I am tired. Those three words have been feeling inadequate lately. It has been a year of more or less constant exhaustion. A tiredness I haven’t been able to sleep away, no matter how hard I’ve tried. A fatigue that seems to have seeped into my bones, and lingers for no reason I can fathom. My body has forgotten how to hold onto energy and I try and fight against it, but it’s like holding water in a sieve; energy doesn’t stick around for long.
I am tired, tired of so many things. I’m tired of trying to explain something that I don’t understand myself. Of doctors appointments that feel like hitting my head against a brick wall. I’m tired of all the conflicting advice, of combing through everyone’s opinions and still having no answers. Of feeling that the solution is just hiding out of sight and that maybe if I looked harder I’d find it. I’m tired of my life looking like a battle ground in a war I can’t comprehend, but seems to be playing out around me.
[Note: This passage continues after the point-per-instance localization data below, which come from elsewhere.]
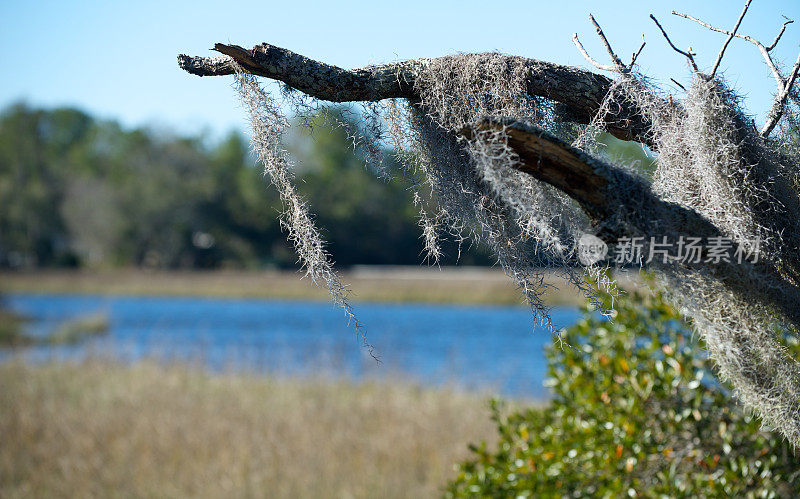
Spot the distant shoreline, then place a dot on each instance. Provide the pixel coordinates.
(455, 285)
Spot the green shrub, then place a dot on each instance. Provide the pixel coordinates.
(636, 411)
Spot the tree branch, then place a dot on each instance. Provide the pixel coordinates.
(579, 93)
(728, 40)
(689, 55)
(616, 201)
(784, 84)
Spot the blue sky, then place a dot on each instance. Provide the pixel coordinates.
(117, 60)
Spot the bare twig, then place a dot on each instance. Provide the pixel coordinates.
(636, 54)
(728, 40)
(578, 92)
(689, 55)
(780, 34)
(602, 67)
(617, 62)
(784, 84)
(676, 82)
(776, 111)
(748, 38)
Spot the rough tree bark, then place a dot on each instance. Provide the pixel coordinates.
(580, 93)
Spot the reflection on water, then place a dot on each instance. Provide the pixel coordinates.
(472, 347)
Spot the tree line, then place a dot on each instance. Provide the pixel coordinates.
(77, 191)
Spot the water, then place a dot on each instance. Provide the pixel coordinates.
(471, 347)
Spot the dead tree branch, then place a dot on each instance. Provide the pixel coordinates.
(784, 84)
(578, 92)
(728, 40)
(595, 186)
(616, 61)
(689, 54)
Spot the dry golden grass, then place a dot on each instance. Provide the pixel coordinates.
(98, 429)
(384, 284)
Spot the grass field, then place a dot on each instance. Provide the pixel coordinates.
(383, 284)
(98, 429)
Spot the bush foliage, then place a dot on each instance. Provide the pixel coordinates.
(636, 411)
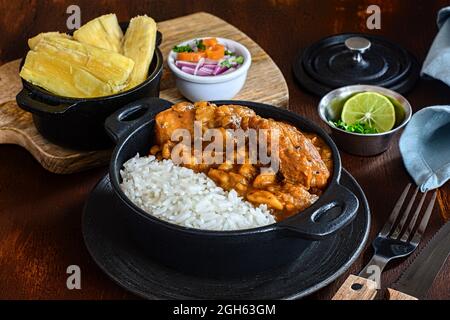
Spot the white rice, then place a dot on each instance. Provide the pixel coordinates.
(181, 196)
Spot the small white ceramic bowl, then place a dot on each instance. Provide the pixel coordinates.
(208, 88)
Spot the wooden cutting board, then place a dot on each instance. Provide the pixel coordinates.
(265, 83)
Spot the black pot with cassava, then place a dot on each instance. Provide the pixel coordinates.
(78, 123)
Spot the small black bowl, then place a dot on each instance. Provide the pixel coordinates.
(78, 123)
(223, 253)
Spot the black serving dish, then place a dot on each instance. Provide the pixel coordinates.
(223, 253)
(130, 266)
(78, 123)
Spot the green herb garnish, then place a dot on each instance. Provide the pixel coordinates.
(199, 44)
(182, 49)
(360, 127)
(239, 60)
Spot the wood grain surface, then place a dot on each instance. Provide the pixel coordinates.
(265, 83)
(40, 212)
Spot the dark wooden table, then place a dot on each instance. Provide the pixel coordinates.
(40, 212)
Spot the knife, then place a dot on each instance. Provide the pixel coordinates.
(415, 282)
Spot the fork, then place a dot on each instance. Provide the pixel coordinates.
(393, 242)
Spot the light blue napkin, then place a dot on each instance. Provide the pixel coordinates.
(425, 147)
(437, 62)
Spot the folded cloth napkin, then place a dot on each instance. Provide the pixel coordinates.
(425, 147)
(437, 62)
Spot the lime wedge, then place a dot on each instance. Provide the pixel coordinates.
(371, 108)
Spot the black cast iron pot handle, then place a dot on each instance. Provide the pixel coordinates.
(26, 101)
(125, 120)
(313, 223)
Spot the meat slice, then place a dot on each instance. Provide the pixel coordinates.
(300, 162)
(180, 116)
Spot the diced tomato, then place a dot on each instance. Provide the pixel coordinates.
(210, 42)
(215, 52)
(191, 56)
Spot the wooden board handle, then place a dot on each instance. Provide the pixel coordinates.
(397, 295)
(357, 288)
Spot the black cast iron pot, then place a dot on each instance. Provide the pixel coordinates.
(228, 253)
(78, 123)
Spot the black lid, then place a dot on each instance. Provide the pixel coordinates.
(352, 58)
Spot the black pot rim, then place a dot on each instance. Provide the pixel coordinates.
(47, 95)
(337, 168)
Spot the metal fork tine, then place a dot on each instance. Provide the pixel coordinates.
(401, 224)
(395, 212)
(423, 224)
(413, 221)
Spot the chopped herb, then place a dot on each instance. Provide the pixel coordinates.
(182, 49)
(199, 44)
(240, 60)
(226, 63)
(360, 127)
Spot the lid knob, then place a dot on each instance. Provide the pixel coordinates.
(358, 45)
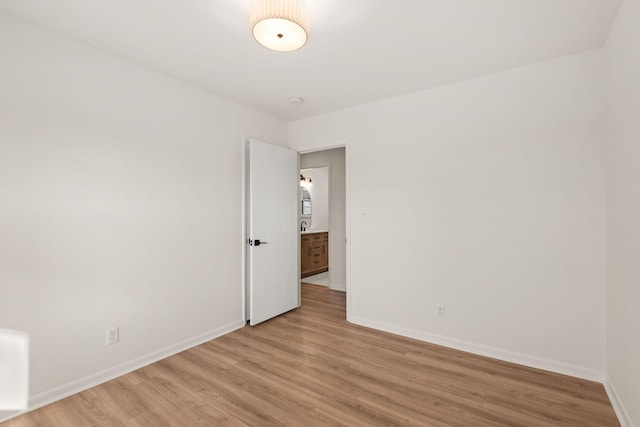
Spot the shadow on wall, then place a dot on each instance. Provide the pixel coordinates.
(14, 372)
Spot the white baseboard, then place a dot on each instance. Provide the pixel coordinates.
(483, 350)
(616, 402)
(41, 399)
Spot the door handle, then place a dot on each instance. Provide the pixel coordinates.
(256, 242)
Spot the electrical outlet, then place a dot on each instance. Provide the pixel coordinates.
(113, 336)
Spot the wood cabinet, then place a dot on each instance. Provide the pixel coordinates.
(314, 253)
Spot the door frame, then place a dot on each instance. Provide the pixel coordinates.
(341, 143)
(328, 145)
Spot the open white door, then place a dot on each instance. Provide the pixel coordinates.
(272, 229)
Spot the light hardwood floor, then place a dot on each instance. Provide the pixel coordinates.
(310, 367)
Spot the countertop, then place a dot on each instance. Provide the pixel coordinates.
(314, 231)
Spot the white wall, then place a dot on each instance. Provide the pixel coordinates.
(319, 192)
(120, 205)
(623, 209)
(335, 158)
(505, 176)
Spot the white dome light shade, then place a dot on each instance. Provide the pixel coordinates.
(280, 25)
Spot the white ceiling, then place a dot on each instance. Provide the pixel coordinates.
(359, 51)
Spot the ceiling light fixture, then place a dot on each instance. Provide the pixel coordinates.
(281, 25)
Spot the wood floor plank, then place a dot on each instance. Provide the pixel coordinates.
(311, 367)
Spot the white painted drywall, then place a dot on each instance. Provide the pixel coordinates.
(120, 205)
(504, 179)
(335, 158)
(319, 192)
(623, 209)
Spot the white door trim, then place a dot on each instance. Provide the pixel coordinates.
(341, 143)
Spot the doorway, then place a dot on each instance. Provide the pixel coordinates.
(324, 174)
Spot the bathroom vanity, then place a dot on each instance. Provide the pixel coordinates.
(314, 252)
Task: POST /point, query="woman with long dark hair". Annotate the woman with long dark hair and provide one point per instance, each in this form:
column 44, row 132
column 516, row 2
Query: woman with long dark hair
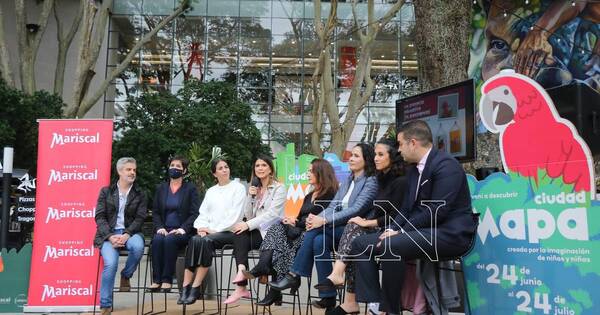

I’m tired of the self-analysis, wondering if there’s something I could be doing differently to fix the problem. That maybe this is my fault, something I keep getting wrong, or that I just need to try harder. I’m tired of worrying that it’s all in my head, that maybe I’m just not good at being well. Maybe I am the problem. I’m tired of believing that if someone else walked in my shoes then they would do a better job.
I’m tired of having to turn down invitations, knowing that they may not come again. Of having to be sensible, always thinking about the repercussions of anything I do. I’m fed up of feeling like a rubbish friend, and failing at communication again and again. I’m tired of the days where I feel lonely and isolated but don’t have any energy to do anything about it. Of wishing there could be that one special person to share the tough decisions with.
But mostly I’m tired of being tired.
And if I’m honest, most days this is where I would stop, wallowing in the frustration and the weariness. But I’ve been coming back to one of my favourite psalms recently and caught by these verses:
“Whoever dwells in the shelter of the Most High will rest in the shadow of the Almighty. I will say of the Lord, “He is my refuge and my fortress, my God, in whom I trust.” Surely he will save you from the fowler’s snare and from the deadly pestilence. He will cover you with his feathers, and under his wings you will find refuge; his faithfulness will be your shield and rampart.”
My God is my refuge, I can take shelter in the one who doesn’t ever grow tired or weary. I’ve taken shelter here many times before, from the storms of life. And one thing I have learnt is that my God is always faithful. I may not understand what is happening but He in His wisdom understands completely. My Almighty Father is in absolute control and he simply asks me to trust Him. I know no one more deserving of my trust.
So yes I am still tired, and I would like very much to change that. But instead of getting frustrated and defeated, I’m going to take shelter under His wings. I know that’s where I’m supposed to be.